In a separate bowl, whisk together the mayo, sour cream, buttermilk, ranch dressing mix, fresh parsley, lemon juice, salt and pepper to make your dressing.
Pour the dressing over the ingredients in the large bowl and toss everything together lightly until it’s well mixed!
Chill and then serve garnished with extra chopped parsley if desired.
Notes
A couple of tips for this pasta salad recipe:
Ditalini pasta is pretty easy to find and really just looks like pieces of elbow macaroni that have been chopped up. (Some actually call it a very short macaroni.) I like this kind of pasta for this salad because the pieces are about the same size as the corn and they just work together well texture wise. However, you can use elbow macaroni or different pasta if you choose.
You can use fresh or frozen corn for this salad. (Technically you could use canned too as long as you rinse it, but I’m not a huge fan of canned unless I have to.) You can also use the corn raw, or cook it slightly and let it cool. I love mine raw off the cob or straight out of the freezer bag, just defrosted. I’ve also roasted corn on the cob on the grill, let it cool, cut it off the cob and used that.

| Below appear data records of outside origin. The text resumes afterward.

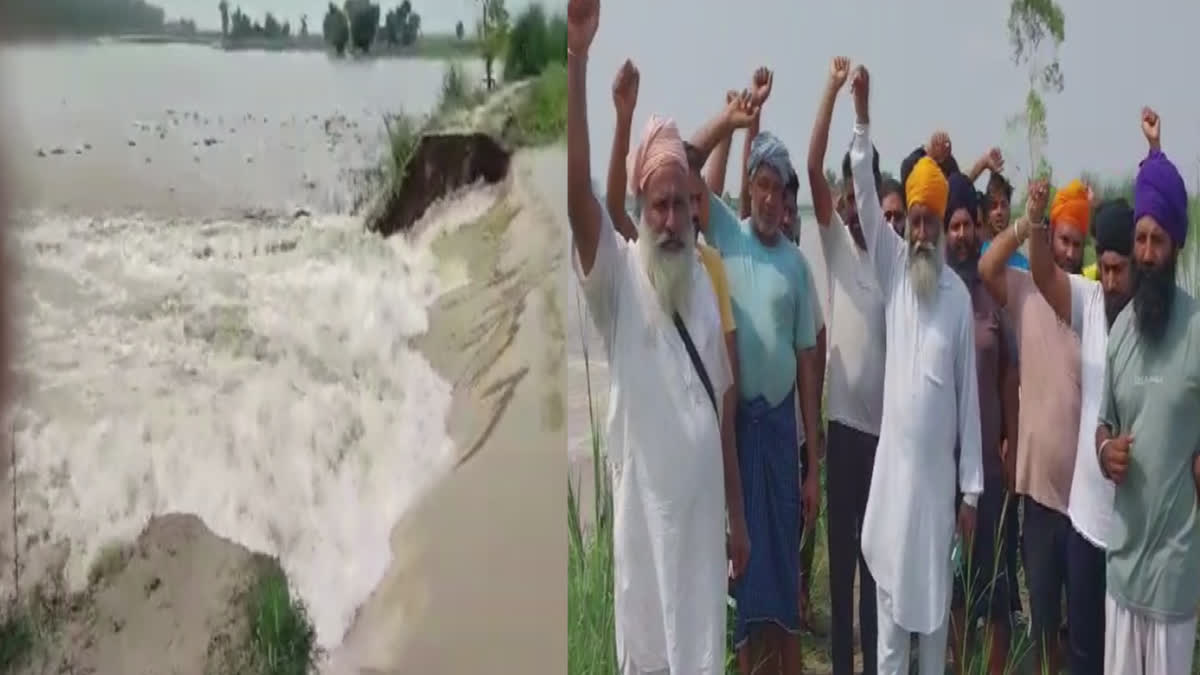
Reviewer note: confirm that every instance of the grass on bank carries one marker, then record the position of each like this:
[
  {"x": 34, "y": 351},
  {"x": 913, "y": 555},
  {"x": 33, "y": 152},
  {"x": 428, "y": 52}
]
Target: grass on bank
[
  {"x": 535, "y": 49},
  {"x": 282, "y": 639}
]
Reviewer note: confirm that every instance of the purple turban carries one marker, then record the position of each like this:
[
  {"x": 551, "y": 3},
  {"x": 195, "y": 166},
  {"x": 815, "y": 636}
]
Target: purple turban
[{"x": 1159, "y": 192}]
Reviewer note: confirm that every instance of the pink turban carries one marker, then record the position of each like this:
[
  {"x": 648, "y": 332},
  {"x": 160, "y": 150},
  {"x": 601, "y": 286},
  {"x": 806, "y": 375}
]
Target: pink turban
[{"x": 661, "y": 145}]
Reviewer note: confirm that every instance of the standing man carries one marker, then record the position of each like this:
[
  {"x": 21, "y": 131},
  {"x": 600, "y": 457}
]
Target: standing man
[
  {"x": 1149, "y": 440},
  {"x": 624, "y": 93},
  {"x": 982, "y": 589},
  {"x": 778, "y": 362},
  {"x": 856, "y": 387},
  {"x": 930, "y": 407},
  {"x": 1048, "y": 428},
  {"x": 1091, "y": 308},
  {"x": 654, "y": 308}
]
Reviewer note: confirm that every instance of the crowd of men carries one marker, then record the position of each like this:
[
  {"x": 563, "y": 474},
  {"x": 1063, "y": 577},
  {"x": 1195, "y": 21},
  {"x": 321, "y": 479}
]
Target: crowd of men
[{"x": 964, "y": 380}]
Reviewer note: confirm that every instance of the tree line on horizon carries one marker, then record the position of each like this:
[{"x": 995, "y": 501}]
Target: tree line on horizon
[{"x": 54, "y": 18}]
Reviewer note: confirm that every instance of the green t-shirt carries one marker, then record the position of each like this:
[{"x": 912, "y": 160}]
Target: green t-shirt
[
  {"x": 771, "y": 292},
  {"x": 1152, "y": 392}
]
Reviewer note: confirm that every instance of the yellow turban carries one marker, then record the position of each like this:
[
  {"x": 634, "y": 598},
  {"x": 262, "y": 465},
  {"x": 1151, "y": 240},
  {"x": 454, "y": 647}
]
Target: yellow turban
[
  {"x": 1071, "y": 207},
  {"x": 927, "y": 185}
]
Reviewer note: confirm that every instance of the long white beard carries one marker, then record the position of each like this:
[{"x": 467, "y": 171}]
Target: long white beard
[
  {"x": 925, "y": 263},
  {"x": 670, "y": 272}
]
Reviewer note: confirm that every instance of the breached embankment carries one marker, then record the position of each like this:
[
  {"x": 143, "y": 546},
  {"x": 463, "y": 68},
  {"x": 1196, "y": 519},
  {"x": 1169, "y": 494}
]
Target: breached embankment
[
  {"x": 463, "y": 561},
  {"x": 477, "y": 581}
]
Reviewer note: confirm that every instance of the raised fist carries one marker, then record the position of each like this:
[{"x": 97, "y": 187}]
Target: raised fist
[
  {"x": 582, "y": 21},
  {"x": 624, "y": 89}
]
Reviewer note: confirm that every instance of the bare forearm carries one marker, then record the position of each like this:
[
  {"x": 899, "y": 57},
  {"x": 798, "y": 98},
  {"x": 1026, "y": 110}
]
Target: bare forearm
[
  {"x": 821, "y": 365},
  {"x": 733, "y": 502},
  {"x": 615, "y": 193},
  {"x": 744, "y": 173},
  {"x": 822, "y": 199},
  {"x": 582, "y": 208},
  {"x": 1103, "y": 435},
  {"x": 810, "y": 401},
  {"x": 718, "y": 165}
]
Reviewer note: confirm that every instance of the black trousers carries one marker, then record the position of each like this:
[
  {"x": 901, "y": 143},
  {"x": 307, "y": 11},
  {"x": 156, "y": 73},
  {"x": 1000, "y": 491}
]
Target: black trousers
[
  {"x": 849, "y": 464},
  {"x": 1085, "y": 604},
  {"x": 1044, "y": 535}
]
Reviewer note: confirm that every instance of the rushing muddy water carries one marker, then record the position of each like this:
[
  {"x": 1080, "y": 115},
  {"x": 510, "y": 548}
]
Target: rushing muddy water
[{"x": 189, "y": 342}]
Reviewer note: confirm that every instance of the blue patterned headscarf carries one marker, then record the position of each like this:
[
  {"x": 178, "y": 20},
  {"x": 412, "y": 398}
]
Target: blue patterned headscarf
[{"x": 768, "y": 149}]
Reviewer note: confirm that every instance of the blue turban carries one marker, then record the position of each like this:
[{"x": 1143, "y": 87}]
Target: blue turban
[
  {"x": 1159, "y": 192},
  {"x": 768, "y": 149}
]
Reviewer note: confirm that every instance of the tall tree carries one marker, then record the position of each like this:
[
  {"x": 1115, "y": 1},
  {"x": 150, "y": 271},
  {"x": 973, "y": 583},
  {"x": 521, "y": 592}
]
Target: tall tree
[
  {"x": 1033, "y": 24},
  {"x": 336, "y": 29},
  {"x": 493, "y": 31}
]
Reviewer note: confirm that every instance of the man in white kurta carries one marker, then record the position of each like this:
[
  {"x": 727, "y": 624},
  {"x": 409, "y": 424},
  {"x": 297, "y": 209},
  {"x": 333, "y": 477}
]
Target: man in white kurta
[
  {"x": 663, "y": 434},
  {"x": 930, "y": 408},
  {"x": 665, "y": 454}
]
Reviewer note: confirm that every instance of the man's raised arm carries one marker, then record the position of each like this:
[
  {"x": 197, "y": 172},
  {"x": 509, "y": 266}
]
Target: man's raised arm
[
  {"x": 994, "y": 262},
  {"x": 883, "y": 245},
  {"x": 1050, "y": 279},
  {"x": 582, "y": 208},
  {"x": 822, "y": 197},
  {"x": 624, "y": 97}
]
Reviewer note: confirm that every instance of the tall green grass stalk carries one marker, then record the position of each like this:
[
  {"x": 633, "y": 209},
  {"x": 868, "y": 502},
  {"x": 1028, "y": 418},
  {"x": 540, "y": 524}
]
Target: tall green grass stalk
[
  {"x": 543, "y": 115},
  {"x": 592, "y": 646},
  {"x": 282, "y": 639}
]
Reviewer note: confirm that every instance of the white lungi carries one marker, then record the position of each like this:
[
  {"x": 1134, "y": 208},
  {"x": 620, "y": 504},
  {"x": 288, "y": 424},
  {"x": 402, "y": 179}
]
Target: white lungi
[
  {"x": 1135, "y": 644},
  {"x": 894, "y": 643}
]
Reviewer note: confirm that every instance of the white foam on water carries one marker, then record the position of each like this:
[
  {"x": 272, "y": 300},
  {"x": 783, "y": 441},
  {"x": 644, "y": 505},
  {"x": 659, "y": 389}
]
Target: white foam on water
[{"x": 257, "y": 374}]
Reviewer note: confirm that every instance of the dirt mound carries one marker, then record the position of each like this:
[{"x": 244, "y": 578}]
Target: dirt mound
[
  {"x": 173, "y": 602},
  {"x": 441, "y": 163}
]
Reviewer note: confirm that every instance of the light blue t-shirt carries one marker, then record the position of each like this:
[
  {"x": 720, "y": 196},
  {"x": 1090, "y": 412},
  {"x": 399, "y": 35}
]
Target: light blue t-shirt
[
  {"x": 771, "y": 294},
  {"x": 1019, "y": 261}
]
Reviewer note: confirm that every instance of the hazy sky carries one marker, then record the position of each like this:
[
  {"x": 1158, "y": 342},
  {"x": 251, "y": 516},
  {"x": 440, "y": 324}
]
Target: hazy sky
[
  {"x": 437, "y": 16},
  {"x": 934, "y": 64}
]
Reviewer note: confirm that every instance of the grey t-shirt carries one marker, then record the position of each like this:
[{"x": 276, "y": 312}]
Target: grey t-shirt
[{"x": 1152, "y": 392}]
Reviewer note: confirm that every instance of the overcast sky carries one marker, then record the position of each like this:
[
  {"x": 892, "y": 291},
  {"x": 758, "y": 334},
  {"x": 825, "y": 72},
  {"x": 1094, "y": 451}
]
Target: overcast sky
[
  {"x": 934, "y": 63},
  {"x": 437, "y": 16}
]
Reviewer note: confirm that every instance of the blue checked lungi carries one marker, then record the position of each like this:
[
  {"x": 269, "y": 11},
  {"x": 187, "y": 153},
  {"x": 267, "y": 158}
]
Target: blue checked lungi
[{"x": 768, "y": 460}]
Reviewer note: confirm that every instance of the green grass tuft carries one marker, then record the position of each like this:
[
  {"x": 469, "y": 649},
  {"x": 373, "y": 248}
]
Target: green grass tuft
[
  {"x": 17, "y": 638},
  {"x": 541, "y": 119},
  {"x": 282, "y": 639}
]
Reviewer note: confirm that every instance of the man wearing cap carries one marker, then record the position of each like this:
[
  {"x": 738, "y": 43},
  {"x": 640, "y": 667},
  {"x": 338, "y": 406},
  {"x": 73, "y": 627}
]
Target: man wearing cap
[
  {"x": 1149, "y": 438},
  {"x": 983, "y": 581},
  {"x": 1090, "y": 308},
  {"x": 1048, "y": 429},
  {"x": 930, "y": 408},
  {"x": 778, "y": 362},
  {"x": 624, "y": 93},
  {"x": 655, "y": 310}
]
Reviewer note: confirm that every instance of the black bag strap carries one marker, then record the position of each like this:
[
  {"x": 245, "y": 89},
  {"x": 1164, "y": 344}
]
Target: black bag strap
[{"x": 696, "y": 362}]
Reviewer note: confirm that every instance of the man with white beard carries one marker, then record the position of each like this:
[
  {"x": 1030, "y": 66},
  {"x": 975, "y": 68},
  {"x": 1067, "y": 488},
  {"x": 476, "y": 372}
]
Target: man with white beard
[
  {"x": 654, "y": 308},
  {"x": 930, "y": 406}
]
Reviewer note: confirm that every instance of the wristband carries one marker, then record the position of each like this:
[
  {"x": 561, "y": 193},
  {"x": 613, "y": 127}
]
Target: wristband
[{"x": 1099, "y": 457}]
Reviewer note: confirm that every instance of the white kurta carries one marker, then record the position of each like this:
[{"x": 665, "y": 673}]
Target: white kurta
[
  {"x": 664, "y": 449},
  {"x": 930, "y": 404}
]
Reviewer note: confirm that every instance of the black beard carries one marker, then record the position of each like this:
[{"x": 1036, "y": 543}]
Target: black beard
[
  {"x": 967, "y": 268},
  {"x": 1153, "y": 292}
]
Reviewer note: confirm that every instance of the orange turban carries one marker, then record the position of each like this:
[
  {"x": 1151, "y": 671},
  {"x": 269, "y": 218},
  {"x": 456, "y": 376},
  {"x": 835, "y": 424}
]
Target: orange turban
[
  {"x": 1071, "y": 207},
  {"x": 927, "y": 185},
  {"x": 661, "y": 145}
]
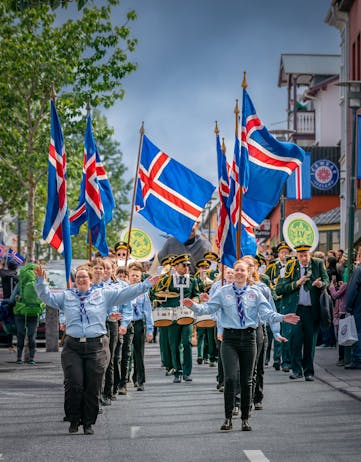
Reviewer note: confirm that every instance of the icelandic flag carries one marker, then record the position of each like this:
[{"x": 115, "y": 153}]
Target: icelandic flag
[
  {"x": 12, "y": 255},
  {"x": 2, "y": 250},
  {"x": 96, "y": 201},
  {"x": 271, "y": 162},
  {"x": 299, "y": 183},
  {"x": 358, "y": 173},
  {"x": 56, "y": 229},
  {"x": 227, "y": 239},
  {"x": 169, "y": 195}
]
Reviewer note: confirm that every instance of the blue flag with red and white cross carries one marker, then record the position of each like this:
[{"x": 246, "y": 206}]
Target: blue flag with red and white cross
[
  {"x": 271, "y": 162},
  {"x": 169, "y": 195},
  {"x": 96, "y": 201},
  {"x": 56, "y": 229}
]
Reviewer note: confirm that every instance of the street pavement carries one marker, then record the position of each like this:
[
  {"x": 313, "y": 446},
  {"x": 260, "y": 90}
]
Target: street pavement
[{"x": 314, "y": 421}]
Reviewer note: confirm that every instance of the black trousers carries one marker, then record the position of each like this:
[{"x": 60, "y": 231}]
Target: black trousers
[
  {"x": 112, "y": 328},
  {"x": 238, "y": 354},
  {"x": 26, "y": 325},
  {"x": 84, "y": 365},
  {"x": 122, "y": 358},
  {"x": 258, "y": 373},
  {"x": 138, "y": 351}
]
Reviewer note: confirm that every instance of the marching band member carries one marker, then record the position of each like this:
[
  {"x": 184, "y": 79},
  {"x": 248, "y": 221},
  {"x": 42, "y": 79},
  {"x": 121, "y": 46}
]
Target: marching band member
[{"x": 276, "y": 271}]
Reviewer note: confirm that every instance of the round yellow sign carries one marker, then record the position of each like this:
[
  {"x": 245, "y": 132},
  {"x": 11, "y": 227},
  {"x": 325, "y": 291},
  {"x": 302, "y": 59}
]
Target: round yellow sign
[
  {"x": 298, "y": 229},
  {"x": 141, "y": 243}
]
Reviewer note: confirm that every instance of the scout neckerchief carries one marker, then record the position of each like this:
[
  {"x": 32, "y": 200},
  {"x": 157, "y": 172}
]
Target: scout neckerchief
[
  {"x": 82, "y": 297},
  {"x": 238, "y": 293}
]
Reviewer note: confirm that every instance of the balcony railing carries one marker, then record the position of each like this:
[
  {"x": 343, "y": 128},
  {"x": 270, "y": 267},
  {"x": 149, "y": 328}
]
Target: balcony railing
[{"x": 305, "y": 122}]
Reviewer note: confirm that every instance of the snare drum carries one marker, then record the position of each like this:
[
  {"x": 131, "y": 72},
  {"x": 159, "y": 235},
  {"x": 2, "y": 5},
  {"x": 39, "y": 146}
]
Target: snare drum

Depending on how spicy you want this salad, add between 1-2 Tbsp of diced Jalapeno pepper. As long as you have removed the seeds and dice it finely, it should not be too spicy to handle, but you can leave it out if you are adamantly against spicy food.
I like to cut up my bacon in to strips with kitchen shears BEFORE cooking it, (I cut several pieces at a time and separate them as they cook.) Once it’s done I spoon the pieces out on to a paper towel to drain so they are nice and crispy. I find that so much easier than chopping hot bacon, but you do you!
If you like red onion and have that on hand, you can totally switch up the spring onions for red. You will just need about 1/4 of a cup.
Use actual buttermilk for this. The lemon juice/milk trick that you can use for baking doesn’t work quite the same for this dressing. The thick, tangy buttermilk adds such beautiful taste and texture to the dressing.